Hoje, dia dedicado à causa indígena, o Secretário Especial para Assuntos Estratégicos, Nizan Pereira, faz um balanço sobre a importância do imposto ecológico para os índios. “É uma iniciativa muito positiva. Não tenho dúvidas que seja um instrumento de preservação ambiental”, afirma. Ele reconhece ainda a luta dos índios pelas terras e preservação do espaço natural. “Os índios sofreram uma violência física, do ponto de vista do espaço onde vivem, e hoje não há, apesar das dificuldades, área mais preservada do que onde os índios estiveram. Sempre aparecem os brancos querendo fazer negócios, e alguns chegam a ceder, mas de uma forma geral, os
índios são grandes preservadores”, completa.
Balanço Positivo
O ICMS Ecológico destinado para terras indígenas está em vigor desde a implantação da lei. Para José Carlos Abreu, assessor para assuntos estratégicos do governo, no Dia do Índio o balanço do ponto de vista político é positivo. “Esta fatia do imposto foi revertida positivamente nas reservas indígenas. Os processos assistenciais ao índio melhoraram. A relação do município com a comunidade indígena também. Em 17 municípios houve um entendimento do por que deste recurso. Cada vez mais a visão equivocada de que o índio é tutelado pelo estado, e que responsabilidades são de órgãos do governo federal, está tomando uma outra conotação”, analisa. Ele acrescenta que desde a Constituição de 1988 o índio passou a ser reconhecido como um cidadão, com acesso aos direitos plenos da cidadania, como nas áreas de educação e saúde. “Acho que o ICMS Ecológico é o grande passo para essa integração”, finaliza.

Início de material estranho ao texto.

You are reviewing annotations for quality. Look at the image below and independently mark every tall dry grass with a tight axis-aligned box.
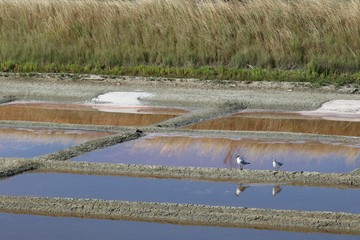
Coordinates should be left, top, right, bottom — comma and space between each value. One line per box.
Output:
0, 0, 360, 72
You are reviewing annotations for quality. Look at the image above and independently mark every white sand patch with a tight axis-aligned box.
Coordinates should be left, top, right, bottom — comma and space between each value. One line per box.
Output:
88, 92, 152, 113
314, 100, 360, 115
91, 92, 152, 106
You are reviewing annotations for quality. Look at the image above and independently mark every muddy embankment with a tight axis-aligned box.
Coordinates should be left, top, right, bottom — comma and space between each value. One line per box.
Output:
0, 76, 360, 234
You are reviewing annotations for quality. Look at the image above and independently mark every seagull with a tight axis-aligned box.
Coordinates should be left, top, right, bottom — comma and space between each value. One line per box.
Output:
272, 185, 282, 197
273, 158, 284, 171
236, 156, 250, 170
236, 183, 250, 196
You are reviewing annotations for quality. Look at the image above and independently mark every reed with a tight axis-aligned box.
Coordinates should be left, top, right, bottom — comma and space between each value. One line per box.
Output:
0, 0, 360, 80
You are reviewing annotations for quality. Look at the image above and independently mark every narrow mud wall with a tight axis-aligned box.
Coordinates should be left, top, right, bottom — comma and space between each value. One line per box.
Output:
0, 196, 360, 234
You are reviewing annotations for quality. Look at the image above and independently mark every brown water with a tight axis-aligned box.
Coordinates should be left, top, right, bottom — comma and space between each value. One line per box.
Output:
185, 112, 360, 136
73, 134, 360, 172
0, 128, 112, 158
0, 103, 186, 126
0, 213, 359, 240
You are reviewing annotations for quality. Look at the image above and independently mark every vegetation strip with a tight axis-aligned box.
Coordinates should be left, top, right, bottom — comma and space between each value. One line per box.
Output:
0, 158, 39, 178
38, 161, 360, 188
0, 196, 360, 234
0, 0, 360, 84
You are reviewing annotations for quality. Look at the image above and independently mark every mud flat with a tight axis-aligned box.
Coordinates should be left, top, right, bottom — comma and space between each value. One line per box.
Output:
0, 74, 360, 235
0, 196, 360, 234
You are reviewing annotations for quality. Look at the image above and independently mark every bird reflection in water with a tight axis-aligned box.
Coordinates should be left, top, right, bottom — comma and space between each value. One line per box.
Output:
272, 185, 282, 197
236, 183, 250, 196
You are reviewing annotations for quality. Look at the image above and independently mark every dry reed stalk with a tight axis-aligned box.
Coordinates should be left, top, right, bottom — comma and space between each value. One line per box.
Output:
0, 0, 360, 71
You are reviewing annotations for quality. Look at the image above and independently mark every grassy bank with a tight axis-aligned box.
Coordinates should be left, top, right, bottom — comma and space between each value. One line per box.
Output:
0, 61, 360, 86
0, 0, 360, 83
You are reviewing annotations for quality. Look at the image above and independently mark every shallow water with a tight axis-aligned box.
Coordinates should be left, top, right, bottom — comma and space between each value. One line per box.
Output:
0, 213, 359, 240
185, 112, 360, 136
0, 173, 360, 213
0, 128, 111, 158
0, 102, 186, 126
73, 134, 360, 172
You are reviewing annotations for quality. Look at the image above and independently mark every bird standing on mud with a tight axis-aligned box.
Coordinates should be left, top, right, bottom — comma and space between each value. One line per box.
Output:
273, 158, 284, 171
272, 185, 282, 197
236, 183, 249, 196
236, 156, 250, 170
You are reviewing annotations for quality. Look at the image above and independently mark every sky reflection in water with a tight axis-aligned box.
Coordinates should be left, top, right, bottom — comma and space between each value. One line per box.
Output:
0, 173, 360, 213
0, 213, 359, 240
74, 134, 360, 172
0, 128, 110, 158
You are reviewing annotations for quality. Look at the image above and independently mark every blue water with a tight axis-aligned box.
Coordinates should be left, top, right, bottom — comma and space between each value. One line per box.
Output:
0, 213, 359, 240
0, 128, 109, 158
0, 173, 360, 214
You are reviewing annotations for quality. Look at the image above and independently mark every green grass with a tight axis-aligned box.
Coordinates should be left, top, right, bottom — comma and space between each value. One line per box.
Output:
0, 61, 360, 86
0, 0, 360, 85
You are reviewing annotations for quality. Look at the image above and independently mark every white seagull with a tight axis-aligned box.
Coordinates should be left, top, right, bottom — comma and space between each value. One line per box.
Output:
236, 156, 250, 170
273, 158, 284, 171
236, 183, 249, 196
272, 185, 282, 197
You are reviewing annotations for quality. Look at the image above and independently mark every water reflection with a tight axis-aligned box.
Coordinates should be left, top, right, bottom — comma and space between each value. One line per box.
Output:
0, 213, 359, 240
186, 112, 360, 136
0, 128, 111, 158
0, 173, 360, 213
0, 103, 185, 126
272, 185, 282, 197
74, 135, 360, 172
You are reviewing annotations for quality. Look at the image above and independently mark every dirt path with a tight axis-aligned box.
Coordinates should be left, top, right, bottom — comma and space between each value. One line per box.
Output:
0, 74, 360, 234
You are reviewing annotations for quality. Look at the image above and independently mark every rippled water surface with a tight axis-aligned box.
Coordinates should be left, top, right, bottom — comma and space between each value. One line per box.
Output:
74, 134, 360, 172
0, 173, 360, 213
186, 112, 360, 136
0, 128, 111, 158
0, 102, 186, 126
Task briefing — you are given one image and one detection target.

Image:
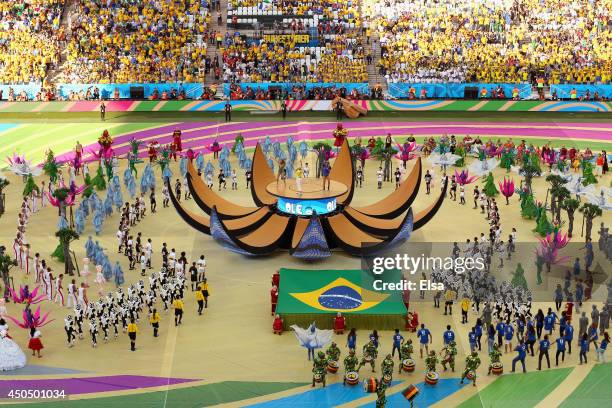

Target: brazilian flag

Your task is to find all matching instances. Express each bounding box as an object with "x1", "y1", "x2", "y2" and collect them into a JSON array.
[{"x1": 276, "y1": 268, "x2": 406, "y2": 318}]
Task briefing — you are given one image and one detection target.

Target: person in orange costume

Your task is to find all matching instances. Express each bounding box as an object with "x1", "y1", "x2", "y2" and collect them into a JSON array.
[
  {"x1": 272, "y1": 315, "x2": 283, "y2": 336},
  {"x1": 334, "y1": 312, "x2": 346, "y2": 334}
]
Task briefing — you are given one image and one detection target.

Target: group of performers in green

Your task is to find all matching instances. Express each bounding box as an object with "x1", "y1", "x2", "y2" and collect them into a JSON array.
[{"x1": 312, "y1": 339, "x2": 501, "y2": 408}]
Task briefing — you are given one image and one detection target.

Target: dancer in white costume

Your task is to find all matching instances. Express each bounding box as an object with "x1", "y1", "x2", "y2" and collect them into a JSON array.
[
  {"x1": 291, "y1": 323, "x2": 334, "y2": 360},
  {"x1": 0, "y1": 325, "x2": 27, "y2": 371},
  {"x1": 94, "y1": 265, "x2": 106, "y2": 296}
]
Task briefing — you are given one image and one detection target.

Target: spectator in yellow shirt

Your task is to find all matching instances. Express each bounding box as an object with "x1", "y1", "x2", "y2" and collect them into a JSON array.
[
  {"x1": 172, "y1": 299, "x2": 185, "y2": 326},
  {"x1": 461, "y1": 297, "x2": 470, "y2": 323},
  {"x1": 196, "y1": 290, "x2": 204, "y2": 315},
  {"x1": 128, "y1": 319, "x2": 138, "y2": 351},
  {"x1": 149, "y1": 309, "x2": 160, "y2": 337},
  {"x1": 200, "y1": 278, "x2": 210, "y2": 307},
  {"x1": 444, "y1": 289, "x2": 457, "y2": 315}
]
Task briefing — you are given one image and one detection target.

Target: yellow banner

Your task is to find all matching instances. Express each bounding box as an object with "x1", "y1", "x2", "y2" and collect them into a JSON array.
[{"x1": 264, "y1": 34, "x2": 310, "y2": 44}]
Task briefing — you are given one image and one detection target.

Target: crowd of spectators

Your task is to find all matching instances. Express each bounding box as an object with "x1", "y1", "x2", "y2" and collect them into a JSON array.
[
  {"x1": 0, "y1": 0, "x2": 612, "y2": 101},
  {"x1": 227, "y1": 0, "x2": 362, "y2": 27},
  {"x1": 220, "y1": 33, "x2": 368, "y2": 83},
  {"x1": 56, "y1": 0, "x2": 211, "y2": 83},
  {"x1": 0, "y1": 0, "x2": 64, "y2": 84},
  {"x1": 230, "y1": 84, "x2": 376, "y2": 100},
  {"x1": 362, "y1": 0, "x2": 612, "y2": 84}
]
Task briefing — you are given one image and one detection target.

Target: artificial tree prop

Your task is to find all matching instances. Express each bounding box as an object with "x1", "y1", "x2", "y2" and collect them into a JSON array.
[
  {"x1": 482, "y1": 172, "x2": 499, "y2": 197},
  {"x1": 499, "y1": 177, "x2": 514, "y2": 205},
  {"x1": 51, "y1": 228, "x2": 79, "y2": 276},
  {"x1": 91, "y1": 165, "x2": 106, "y2": 191},
  {"x1": 23, "y1": 174, "x2": 40, "y2": 197},
  {"x1": 0, "y1": 176, "x2": 11, "y2": 215},
  {"x1": 43, "y1": 149, "x2": 60, "y2": 183},
  {"x1": 534, "y1": 202, "x2": 553, "y2": 237},
  {"x1": 561, "y1": 197, "x2": 580, "y2": 238},
  {"x1": 0, "y1": 245, "x2": 18, "y2": 300},
  {"x1": 579, "y1": 203, "x2": 603, "y2": 241},
  {"x1": 455, "y1": 170, "x2": 478, "y2": 186},
  {"x1": 500, "y1": 147, "x2": 516, "y2": 173},
  {"x1": 516, "y1": 188, "x2": 538, "y2": 220},
  {"x1": 536, "y1": 225, "x2": 570, "y2": 273},
  {"x1": 519, "y1": 153, "x2": 542, "y2": 193},
  {"x1": 455, "y1": 143, "x2": 467, "y2": 167},
  {"x1": 127, "y1": 139, "x2": 143, "y2": 177},
  {"x1": 510, "y1": 262, "x2": 529, "y2": 290},
  {"x1": 582, "y1": 160, "x2": 597, "y2": 187}
]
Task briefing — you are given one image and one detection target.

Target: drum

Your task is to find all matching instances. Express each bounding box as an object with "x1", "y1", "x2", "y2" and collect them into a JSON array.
[
  {"x1": 425, "y1": 371, "x2": 440, "y2": 385},
  {"x1": 383, "y1": 374, "x2": 393, "y2": 385},
  {"x1": 344, "y1": 371, "x2": 359, "y2": 385},
  {"x1": 402, "y1": 384, "x2": 419, "y2": 401},
  {"x1": 363, "y1": 377, "x2": 378, "y2": 393},
  {"x1": 402, "y1": 358, "x2": 415, "y2": 373}
]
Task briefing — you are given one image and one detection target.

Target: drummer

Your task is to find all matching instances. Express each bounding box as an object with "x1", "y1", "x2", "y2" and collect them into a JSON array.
[
  {"x1": 417, "y1": 323, "x2": 433, "y2": 358},
  {"x1": 460, "y1": 351, "x2": 480, "y2": 387},
  {"x1": 425, "y1": 350, "x2": 440, "y2": 372},
  {"x1": 487, "y1": 344, "x2": 501, "y2": 375},
  {"x1": 400, "y1": 339, "x2": 414, "y2": 373},
  {"x1": 326, "y1": 341, "x2": 340, "y2": 362},
  {"x1": 342, "y1": 350, "x2": 359, "y2": 385},
  {"x1": 357, "y1": 340, "x2": 378, "y2": 373},
  {"x1": 391, "y1": 329, "x2": 404, "y2": 363},
  {"x1": 380, "y1": 354, "x2": 395, "y2": 377},
  {"x1": 442, "y1": 340, "x2": 457, "y2": 372},
  {"x1": 312, "y1": 351, "x2": 327, "y2": 387}
]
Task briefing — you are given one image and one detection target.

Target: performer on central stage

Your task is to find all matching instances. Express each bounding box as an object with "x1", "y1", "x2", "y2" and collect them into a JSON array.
[
  {"x1": 357, "y1": 340, "x2": 378, "y2": 373},
  {"x1": 312, "y1": 351, "x2": 327, "y2": 387},
  {"x1": 342, "y1": 350, "x2": 359, "y2": 385},
  {"x1": 460, "y1": 351, "x2": 480, "y2": 387}
]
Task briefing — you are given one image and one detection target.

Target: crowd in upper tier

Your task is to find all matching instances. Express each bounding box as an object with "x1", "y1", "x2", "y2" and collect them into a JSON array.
[
  {"x1": 363, "y1": 0, "x2": 612, "y2": 83},
  {"x1": 0, "y1": 0, "x2": 612, "y2": 93},
  {"x1": 0, "y1": 0, "x2": 65, "y2": 84}
]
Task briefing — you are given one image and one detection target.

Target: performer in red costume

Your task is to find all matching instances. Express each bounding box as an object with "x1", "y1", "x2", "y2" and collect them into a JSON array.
[
  {"x1": 334, "y1": 312, "x2": 346, "y2": 334},
  {"x1": 333, "y1": 123, "x2": 348, "y2": 150},
  {"x1": 172, "y1": 129, "x2": 183, "y2": 161},
  {"x1": 272, "y1": 270, "x2": 280, "y2": 287},
  {"x1": 270, "y1": 286, "x2": 278, "y2": 316},
  {"x1": 272, "y1": 315, "x2": 283, "y2": 336},
  {"x1": 406, "y1": 312, "x2": 419, "y2": 332},
  {"x1": 149, "y1": 141, "x2": 159, "y2": 163}
]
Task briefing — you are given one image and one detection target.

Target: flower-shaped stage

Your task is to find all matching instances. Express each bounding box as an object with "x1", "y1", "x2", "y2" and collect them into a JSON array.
[{"x1": 166, "y1": 140, "x2": 447, "y2": 260}]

ICMS Ecológico como ferramenta econômica
Outros estados, como São Paulo, Minas Gerais e Rondônia, também já implantaram o ICMS Ecológico na preservação de terras do município e a questão já tem discussão em âmbito nacional. A receita é destinada a cada município de acordo com a resolução do estado. O economista Carlos Eduardo Young analisa este fator como um aspecto relevante, mas que deve ser revisto na preservação exclusiva de áreas verdes. “É uma vantagem porque ele pode ser adaptado a cada realidade específica. Só acho que não deve se referir única e exclusivamente às unidades de conservação. A segunda legislação de Minas Gerais, por exemplo, já incluiu critérios de saneamento. Cada estado
constrói dentro da sua realidade específica podendo adaptar a legislação”.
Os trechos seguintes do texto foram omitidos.